В саду перед домом густо растут кусты, травы, цветы, за которыми, судя по виду, никто практически не ухаживает. Не сад, а непролазные дебри, точно природе здесь разрешили творить все что заблагорассудится. Лиллиан заводит коня в загон, закрывает расхлябанную калитку и закрепляет сверху узлом из бечевки. Благодарит Фэй за то, что та помогла вернуть коня.
– Приятного вам путешествия, – желает ей Лиллиан.
И несмотря на то, что Фэй приехала сюда именно за этим, она никак не решается задать вопрос, не знает, с чего начать, как объяснить, а оттого нервничает.
– Да я не то чтобы путешествую.
– Да?
– Я кое-кого ищу. Одно семейство. Родственников.
– А как их фамилия? Быть может, я смогу вам помочь.
Фэй сглатывает и, отчего-то оробев, произносит:
– Андресен.
– Андресен, – повторяет Лиллиан. – Что ж, фамилия распространенная.
– Да. Но дело в том, что мне кажется, это здесь. Ну то есть родственники мои жили здесь, в этом доме.
– У нас в роду не было никаких Андресенов, и в Америку никто не уезжал. Вы точно не перепутали город?
– Моего отца зовут Фрэнк Андресен.
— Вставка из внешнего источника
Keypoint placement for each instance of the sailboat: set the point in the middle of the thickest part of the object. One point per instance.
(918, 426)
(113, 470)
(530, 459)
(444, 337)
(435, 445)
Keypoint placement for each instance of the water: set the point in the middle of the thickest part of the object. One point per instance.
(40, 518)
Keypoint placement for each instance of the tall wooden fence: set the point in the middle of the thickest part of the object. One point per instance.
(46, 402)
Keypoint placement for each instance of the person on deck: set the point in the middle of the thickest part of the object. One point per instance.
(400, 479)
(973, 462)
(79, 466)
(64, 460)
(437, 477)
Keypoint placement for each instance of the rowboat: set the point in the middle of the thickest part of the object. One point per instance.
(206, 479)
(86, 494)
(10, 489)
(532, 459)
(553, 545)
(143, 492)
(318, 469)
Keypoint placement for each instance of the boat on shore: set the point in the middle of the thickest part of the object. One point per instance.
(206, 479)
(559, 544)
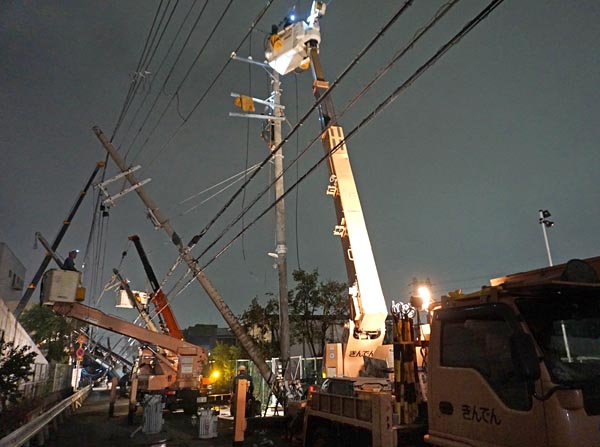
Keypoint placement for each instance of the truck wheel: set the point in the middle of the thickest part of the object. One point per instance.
(189, 400)
(323, 438)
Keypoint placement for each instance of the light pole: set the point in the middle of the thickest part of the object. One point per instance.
(545, 223)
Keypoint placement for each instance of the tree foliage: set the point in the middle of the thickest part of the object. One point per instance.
(51, 332)
(262, 324)
(316, 310)
(223, 358)
(15, 366)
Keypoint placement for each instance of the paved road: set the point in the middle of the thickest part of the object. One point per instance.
(90, 426)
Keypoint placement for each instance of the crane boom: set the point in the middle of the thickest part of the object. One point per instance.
(287, 50)
(158, 298)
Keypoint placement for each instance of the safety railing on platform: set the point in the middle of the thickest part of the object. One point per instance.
(39, 427)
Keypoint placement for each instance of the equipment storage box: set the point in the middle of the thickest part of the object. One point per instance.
(60, 286)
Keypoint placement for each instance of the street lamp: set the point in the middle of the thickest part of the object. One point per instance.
(545, 223)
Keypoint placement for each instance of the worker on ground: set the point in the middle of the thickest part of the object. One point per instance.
(113, 396)
(242, 374)
(69, 263)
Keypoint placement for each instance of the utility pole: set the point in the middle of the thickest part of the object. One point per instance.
(545, 223)
(274, 121)
(57, 240)
(161, 221)
(281, 248)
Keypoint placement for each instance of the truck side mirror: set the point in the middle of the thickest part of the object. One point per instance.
(524, 356)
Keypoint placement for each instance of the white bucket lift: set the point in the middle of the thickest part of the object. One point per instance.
(153, 408)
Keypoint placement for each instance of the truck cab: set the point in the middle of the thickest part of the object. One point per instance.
(518, 363)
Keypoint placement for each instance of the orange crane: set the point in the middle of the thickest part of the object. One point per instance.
(158, 298)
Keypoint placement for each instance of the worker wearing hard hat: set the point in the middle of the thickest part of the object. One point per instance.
(242, 374)
(69, 263)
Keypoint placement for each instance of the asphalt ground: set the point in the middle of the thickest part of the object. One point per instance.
(90, 426)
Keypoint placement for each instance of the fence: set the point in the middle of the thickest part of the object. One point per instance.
(301, 370)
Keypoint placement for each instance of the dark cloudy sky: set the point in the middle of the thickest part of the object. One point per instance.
(451, 175)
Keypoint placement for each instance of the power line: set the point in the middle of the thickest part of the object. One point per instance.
(394, 95)
(187, 40)
(209, 38)
(215, 79)
(284, 140)
(442, 11)
(132, 85)
(147, 63)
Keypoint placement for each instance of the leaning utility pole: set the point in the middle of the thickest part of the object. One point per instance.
(163, 222)
(57, 240)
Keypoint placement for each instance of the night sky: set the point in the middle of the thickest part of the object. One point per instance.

Здесь его звали Фритьоф.
– Фритьоф, – произносит Лиллиан и задумывается. Похоже, имя ей знакомо, хотя она не сразу понимает, откуда его знает, но потом вспоминает и впивается взглядом в Фэй.
– Вы знакомы с Фритьофом?
– Это мой отец.
– О господи, – Лиллиан хватает Фэй за руку и говорит: – Идемте.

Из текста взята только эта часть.